Ministra Rosa Weber da Rosa votou pela concessão do habeas corpusFoto: Gervásio Baptista - STF

A Primeira Turma do STF concedeu ordem de habeas corpus (HC 116754) e trancou a ação penal em face de um homem acusado da prática do crime de furto de cinco livros numa bliblioteca – a corte aplicou o princípio da insignificância à matéria. 

Caso – A Defensoria Pública da União no Ceará impetrou o HC em favor de um técnico de processamento de dados, que teria furtado os livros da biblioteca da Faculdade de Ciências Humanas da Universidade Federal do Ceará. O paciente foi preso em flagrante ao sair com os livros sob as roupas.

Decisão de primeiro grau, proferida pela 12ª Vara Federal do Ceará, rejeitou a denúncia , destacando que houve a prisão do acusado, a recuperação dos objetos e, desta forma, a máquina judiciária não deveria ser movimentada: “O sistema repressivo funcionou, mostrou sua face. Não vamos mais estender esse caso, não precisa. Devíamos ter mesmo era mais bibliotecas espalhadas nos bairros, espalhadas no nosso Brasil”. 

O Ministério Público Federal recorreu da decisão e obteve provimento de seu recurso junto ao TRF-5, que determinou o prosseguimento da ação penal pela suposta prática do crime de furto simples (artigo 155 do Código Penal). 

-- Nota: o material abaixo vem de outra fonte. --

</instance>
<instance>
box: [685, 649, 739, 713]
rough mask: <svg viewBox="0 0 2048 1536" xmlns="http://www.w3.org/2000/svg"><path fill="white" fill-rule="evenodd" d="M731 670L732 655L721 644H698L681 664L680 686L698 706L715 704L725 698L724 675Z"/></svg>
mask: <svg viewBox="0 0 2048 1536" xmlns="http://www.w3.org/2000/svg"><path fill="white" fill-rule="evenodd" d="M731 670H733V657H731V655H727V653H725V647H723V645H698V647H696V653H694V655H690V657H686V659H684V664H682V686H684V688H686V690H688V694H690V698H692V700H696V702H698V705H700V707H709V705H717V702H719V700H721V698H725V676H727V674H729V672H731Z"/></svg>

Inconformada, a Defensoria Pública da União interpôs recurso especial ao Superior Tribunal de Justiça, que, no entanto, não foi provido. Por fim, o órgão da Defensoria Pública impetrou a ordem de habeas corpus perante à suprema corte. 

STF – Relatora da matéria, a ministra Rosa Weber da Rosa acolheu a manifestação dos impetrantes quanto ao princípio da insignificância, bem como a inexistência de prejuízos à biblioteca em razão da recuperação dos livros: “a conduta foi minimamente ofensiva, ausente o risco social”, decidiu.